Ancient Fishweir Project Brings Native American Cultural Awareness to Boston


shutterstock_107205503While Boston is best known by most for its colonial history, the city also has a rich Native American history that is interesting, educational and fun to explore. Starting in the middle of May and running through until the mid-June, you will have ample opportunity to learn more about one unique aspect of Boston’s Native American history.

Approximately 5,300 years ago, Native Americans built fishweirs in what is now known as Boston’s Back Bay. These fishweirs, or fish traps, were built in the tidal waters in order to capture smelt, alewife and salmon during the spring spawn. In order to achieve this goal, the fence-like structures were made with more than 65,000 wood stakes woven with willow saplings, alder and brush wattling.

While the history of Boston’s fishweirs has not been fully pieced together, archeological evidence shows the structures were constructed over a 1,500-year period in an area that is now somewhere between 28 to 40 feet below the Back Bay and the Boston Common.
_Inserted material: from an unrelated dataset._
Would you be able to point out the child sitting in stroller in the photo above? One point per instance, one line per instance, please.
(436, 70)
Today, the Ancient Fishweir Project strives to preserve these fishweirs, which were discovered nearly 100 years ago while excavating in preparation for construction of the subway’s Green Line. The project combines educational programs, public art and community events in an effort to celebrate the city’s contemporary Native American community. One of these events is the annual construction of a fishweir on Boston Common. In doing so, volunteers bring history to life while honoring those who depended upon the fishweirs for survival.

2015 marks the 12th year that the fishweir construction project has taken place In Boston. Construction of the fishweir will begin in mid-May and will continue until mid-June. As in previous years, members of the local Wampanoag and Massachuset Nations will collaborate with Boston school children to build the 150-foot fishweir at the edge of Boston Common.

While the fish weir sculpture will only remain in place for a couple of months, it represents the only historical monument in the city to focus solely on the Native Americans who occupied the region prior to the arrival of the Puritans. Furthermore, the impressive undertaking requires the cooperation and assistance of a core group of people each year. These include public artist Ross Miller, who started the movement and leads its creation every year. Boston City Arborist Greg Mosman is also responsible for locating the wood used to build the fishweir each year, a process that often involves removing brush and invasive trees from various locales.

To further celebrate Boston’s Native American culture, Making History Day will take place on Monday, June 1st. This day, which is sponsored by the Friends of the Public Garden, will feature dance and music performances by the Wampanoag Nation Singers and Dancers.

The Making History Day, which brings together children, educators, archeologists, artists, city officials and others who are interested in Boston’s history and heritage, is free to the public. It will take place at Boston Common near Charles Street and the baseball field. Performances will take place at 10:30 am as well as 11:30 am.